Some people say that there is no real difference between Republicans and Democrats. Whether that is said because of being too lazy to examine the differences or because it makes some people feel exalted to say, in effect, "a plague on both your houses," it is a dangerous self-indulgence.
When Republicans were in power, they acted too much like Democrats, with big spending and earmarks, lending weight to the notion that there is no real difference.
Among the differences between the parties is that Democrats are more articulate.
Admittedly, the Democrats have an easier case to make. It takes no great amount of thought, nor much in the way of persuasive powers, to sell the idea of government handing out benefits hither and yon. It is only when you stop and think about the consequences, for this generation and generations to come, that some grim questions arise.
But if Republicans don't raise those awkward questions, and don't take the trouble to explain what is wrong with government playing Santa Claus, then the Democrats can soar on a cloud of euphoria. Sometimes it doesn't matter that you have a better product, if your competitors have better salesmen.
Republicans lag not only in the articulation department, they also lag in seeing the long-run importance of the federal bureaucracy. When the Democrats load the federal bureaucracy with liberals, those liberals stay on during Republican administrations and in many cases can shape the perceptions that reach the media and the public, by the way they present data, hire consultants and make grants.
The Bureau of the Census is a classic example. The tendentious way that data and pie charts are presented provides a steady stream of material for a political and media drumbeat about "disparities" that call for government intervention.
Data on income differences, for example, are presented in a way that suggests that the different income brackets represent enduring classes of people over time, when in fact other studies show that the vast majority of people in the lowest income brackets as of a given time rise out of those brackets over time. More people from the bottom fifth end up in the top fifth than remain at the bottom.
Household income data are presented in ways which suggest that there is very little real improvement in the American people's standard of living over time, and innumerable editorials and television commentaries have elaborated that theme. But per capita income data show far more improvement over time. The difference is that households have been getting smaller but one person always means one person.
Just by deciding what kind of data to present in what way, the Census Bureau has become, in effect, an adjunct of the liberal establishment, even when conservative Republicans are in control of the federal government. This is not necessarily deliberate political sabotage, just liberals being liberals.
Robert Rector of the Heritage Foundation has for years repeatedly exposed the fallacies of the inferences drawn from Census data. Yet when Republicans controlled the federal government-- as they did for 12 consecutive years, beginning in 1981-- did they try to appoint someone like Robert Rector to a position where they could put an end to tendentious statistics that promote misconceptions with political implications? Not at all.
Too many Republicans don't even know their own party's history.

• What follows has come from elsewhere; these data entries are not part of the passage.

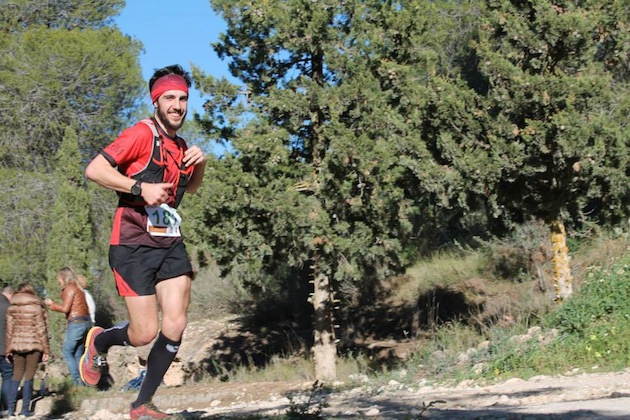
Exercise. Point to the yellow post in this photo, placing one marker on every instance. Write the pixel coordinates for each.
(562, 278)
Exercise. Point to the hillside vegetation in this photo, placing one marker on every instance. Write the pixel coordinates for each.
(454, 317)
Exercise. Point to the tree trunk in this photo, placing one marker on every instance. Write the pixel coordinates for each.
(562, 279)
(324, 346)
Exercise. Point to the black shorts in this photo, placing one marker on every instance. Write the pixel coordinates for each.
(137, 268)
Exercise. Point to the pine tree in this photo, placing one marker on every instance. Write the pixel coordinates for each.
(70, 241)
(556, 124)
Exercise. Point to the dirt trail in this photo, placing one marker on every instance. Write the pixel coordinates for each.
(578, 396)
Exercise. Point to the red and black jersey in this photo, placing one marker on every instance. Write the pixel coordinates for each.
(147, 153)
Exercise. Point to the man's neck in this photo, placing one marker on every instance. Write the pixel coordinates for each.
(170, 133)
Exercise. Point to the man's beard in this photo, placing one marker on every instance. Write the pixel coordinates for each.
(163, 117)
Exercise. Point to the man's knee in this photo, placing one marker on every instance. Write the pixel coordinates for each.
(141, 336)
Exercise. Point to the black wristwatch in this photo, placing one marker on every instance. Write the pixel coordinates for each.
(136, 190)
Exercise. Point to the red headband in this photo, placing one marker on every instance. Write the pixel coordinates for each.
(168, 82)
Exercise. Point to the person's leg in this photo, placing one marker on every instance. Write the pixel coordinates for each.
(6, 372)
(32, 359)
(80, 345)
(73, 339)
(19, 364)
(173, 296)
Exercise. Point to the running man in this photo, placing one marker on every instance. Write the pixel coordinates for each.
(150, 167)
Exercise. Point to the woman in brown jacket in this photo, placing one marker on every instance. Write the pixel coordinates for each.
(78, 321)
(27, 343)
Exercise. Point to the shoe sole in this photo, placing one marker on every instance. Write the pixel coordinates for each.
(83, 357)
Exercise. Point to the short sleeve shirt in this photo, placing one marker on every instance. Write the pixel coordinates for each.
(131, 153)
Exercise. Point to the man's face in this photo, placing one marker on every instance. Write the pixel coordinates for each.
(171, 109)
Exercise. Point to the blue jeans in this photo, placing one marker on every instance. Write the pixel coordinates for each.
(73, 347)
(6, 372)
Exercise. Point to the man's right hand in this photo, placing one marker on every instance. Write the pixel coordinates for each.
(156, 194)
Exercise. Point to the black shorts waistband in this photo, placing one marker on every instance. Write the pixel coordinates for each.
(80, 318)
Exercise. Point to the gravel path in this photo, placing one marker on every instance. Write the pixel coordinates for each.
(572, 397)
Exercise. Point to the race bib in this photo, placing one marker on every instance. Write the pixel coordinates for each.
(163, 221)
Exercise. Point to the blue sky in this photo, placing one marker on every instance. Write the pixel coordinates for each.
(175, 32)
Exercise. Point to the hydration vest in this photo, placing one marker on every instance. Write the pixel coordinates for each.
(154, 171)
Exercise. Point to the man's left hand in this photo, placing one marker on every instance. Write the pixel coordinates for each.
(193, 156)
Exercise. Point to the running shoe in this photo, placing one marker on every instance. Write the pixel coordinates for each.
(148, 411)
(92, 361)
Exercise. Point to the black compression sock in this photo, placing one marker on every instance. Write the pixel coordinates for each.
(160, 358)
(114, 336)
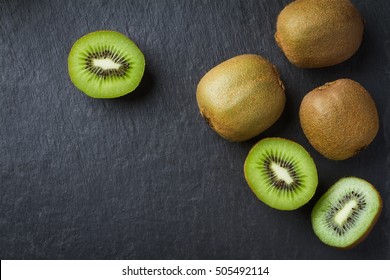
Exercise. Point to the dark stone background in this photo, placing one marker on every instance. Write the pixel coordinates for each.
(143, 177)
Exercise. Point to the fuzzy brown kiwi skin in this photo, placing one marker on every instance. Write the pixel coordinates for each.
(339, 119)
(319, 33)
(241, 97)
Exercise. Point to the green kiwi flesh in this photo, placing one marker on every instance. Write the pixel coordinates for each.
(346, 213)
(281, 173)
(105, 64)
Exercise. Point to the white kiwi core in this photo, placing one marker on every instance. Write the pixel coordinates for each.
(343, 214)
(106, 64)
(281, 173)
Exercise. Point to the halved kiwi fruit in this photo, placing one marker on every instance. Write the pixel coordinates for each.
(346, 213)
(281, 173)
(105, 64)
(319, 33)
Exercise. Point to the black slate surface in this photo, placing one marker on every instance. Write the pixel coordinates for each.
(143, 176)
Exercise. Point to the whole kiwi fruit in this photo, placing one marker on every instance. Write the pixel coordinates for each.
(105, 64)
(339, 119)
(319, 33)
(241, 97)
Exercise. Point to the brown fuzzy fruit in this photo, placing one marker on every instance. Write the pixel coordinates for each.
(241, 97)
(339, 119)
(319, 33)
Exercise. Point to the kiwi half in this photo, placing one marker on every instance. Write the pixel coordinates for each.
(281, 173)
(105, 64)
(346, 213)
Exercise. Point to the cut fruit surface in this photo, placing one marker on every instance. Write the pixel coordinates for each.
(105, 64)
(281, 173)
(346, 213)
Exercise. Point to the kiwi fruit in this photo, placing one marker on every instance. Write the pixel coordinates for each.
(105, 64)
(281, 173)
(319, 33)
(339, 119)
(346, 213)
(241, 97)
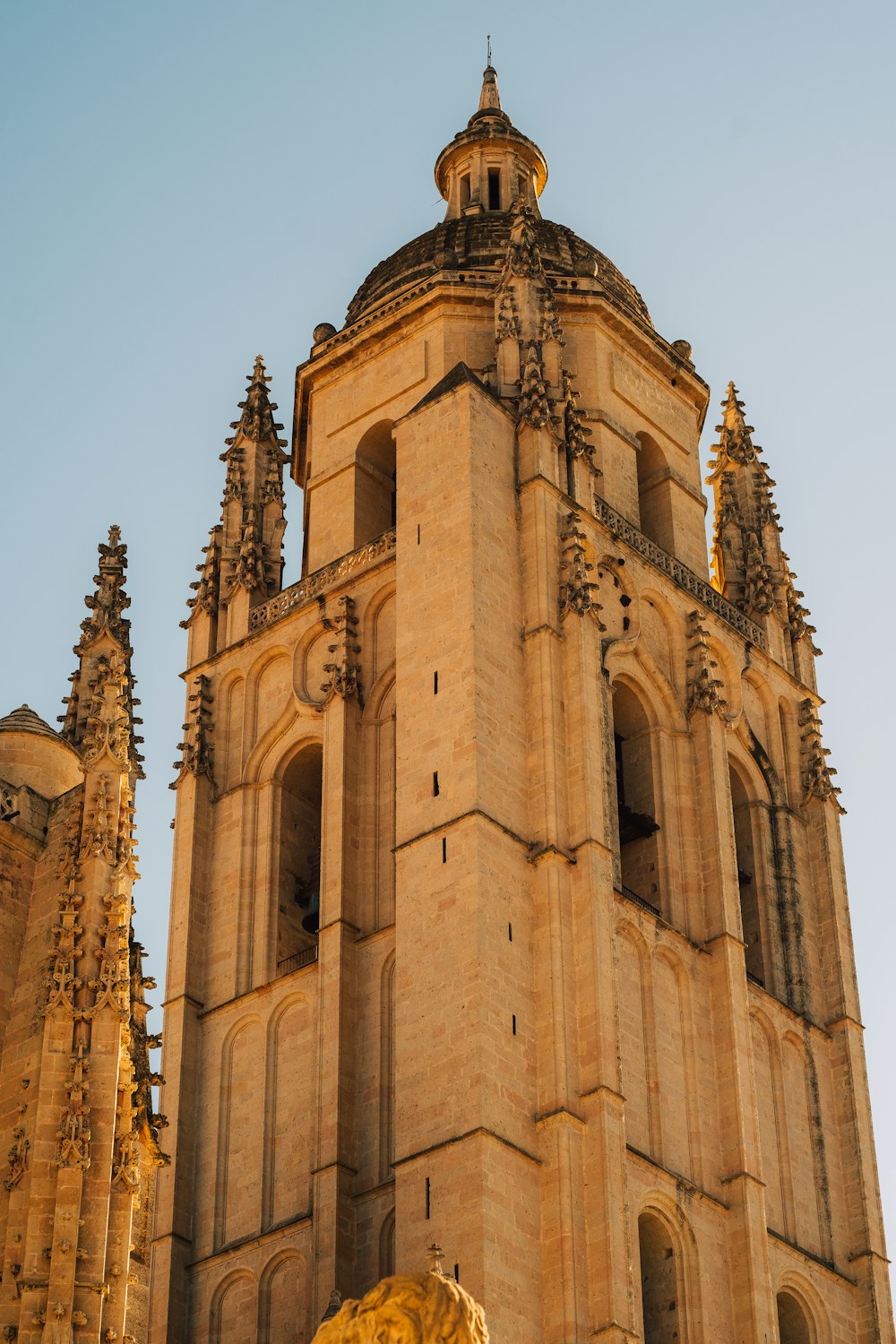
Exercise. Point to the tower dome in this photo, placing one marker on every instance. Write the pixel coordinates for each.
(484, 171)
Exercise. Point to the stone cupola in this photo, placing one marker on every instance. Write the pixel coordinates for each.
(489, 163)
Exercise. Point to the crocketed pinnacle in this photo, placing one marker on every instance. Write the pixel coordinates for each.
(489, 99)
(99, 663)
(257, 421)
(109, 602)
(737, 441)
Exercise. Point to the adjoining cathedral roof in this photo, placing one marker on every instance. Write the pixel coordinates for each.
(26, 720)
(478, 242)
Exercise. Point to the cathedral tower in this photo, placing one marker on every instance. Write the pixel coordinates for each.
(508, 905)
(75, 1083)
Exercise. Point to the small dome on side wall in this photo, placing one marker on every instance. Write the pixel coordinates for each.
(32, 754)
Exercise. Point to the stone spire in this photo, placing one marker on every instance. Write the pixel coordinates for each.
(104, 660)
(245, 554)
(489, 163)
(750, 567)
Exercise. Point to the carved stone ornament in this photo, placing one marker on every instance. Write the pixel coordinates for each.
(196, 749)
(62, 980)
(409, 1309)
(815, 771)
(249, 570)
(573, 429)
(74, 1129)
(702, 685)
(344, 672)
(761, 593)
(549, 328)
(522, 250)
(506, 323)
(576, 589)
(109, 601)
(533, 405)
(735, 435)
(18, 1158)
(108, 728)
(209, 582)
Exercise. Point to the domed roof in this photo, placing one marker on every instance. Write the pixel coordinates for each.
(485, 171)
(26, 720)
(478, 242)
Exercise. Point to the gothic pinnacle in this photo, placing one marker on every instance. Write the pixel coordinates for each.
(489, 99)
(97, 663)
(257, 421)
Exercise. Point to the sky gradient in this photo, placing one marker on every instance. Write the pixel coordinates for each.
(190, 185)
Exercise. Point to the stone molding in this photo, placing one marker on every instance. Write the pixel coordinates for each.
(319, 582)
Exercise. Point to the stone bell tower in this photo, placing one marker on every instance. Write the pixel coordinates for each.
(75, 1082)
(508, 906)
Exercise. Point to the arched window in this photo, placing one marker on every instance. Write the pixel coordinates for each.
(659, 1282)
(300, 859)
(751, 913)
(375, 483)
(793, 1327)
(638, 851)
(654, 494)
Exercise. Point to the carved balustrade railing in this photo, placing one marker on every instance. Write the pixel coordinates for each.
(320, 581)
(306, 957)
(678, 573)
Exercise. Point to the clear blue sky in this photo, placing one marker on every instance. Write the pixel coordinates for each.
(187, 185)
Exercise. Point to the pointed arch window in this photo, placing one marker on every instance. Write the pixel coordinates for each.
(300, 860)
(793, 1327)
(753, 906)
(635, 806)
(659, 1282)
(654, 494)
(375, 483)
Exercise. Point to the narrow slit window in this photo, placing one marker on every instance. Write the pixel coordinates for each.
(495, 188)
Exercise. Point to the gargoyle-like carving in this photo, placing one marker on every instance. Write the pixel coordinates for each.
(576, 589)
(249, 570)
(196, 749)
(344, 672)
(702, 685)
(549, 327)
(508, 323)
(74, 1128)
(108, 728)
(815, 771)
(533, 405)
(573, 429)
(209, 582)
(18, 1158)
(99, 833)
(234, 488)
(109, 601)
(62, 978)
(761, 593)
(522, 250)
(409, 1309)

One painful consequence is that too many Republicans act as if they have to apologize for their party's civil rights record-- which is in fact better than that of the Democrats.
A higher percentage of Republicans than Democrats voted for the Civil Rights Act of 1964 and the Voting Rights Act of 1965. It was Republicans whose "Philadelphia Plan" in the 1970s sought to break the construction unions' racial barriers that kept blacks out of skilled trades.
Just as boxers have to do training in the gym and roadwork before they are ready for a boxing match, Republicans need to do a lot of homework before they are ready for their next match against the Democrats.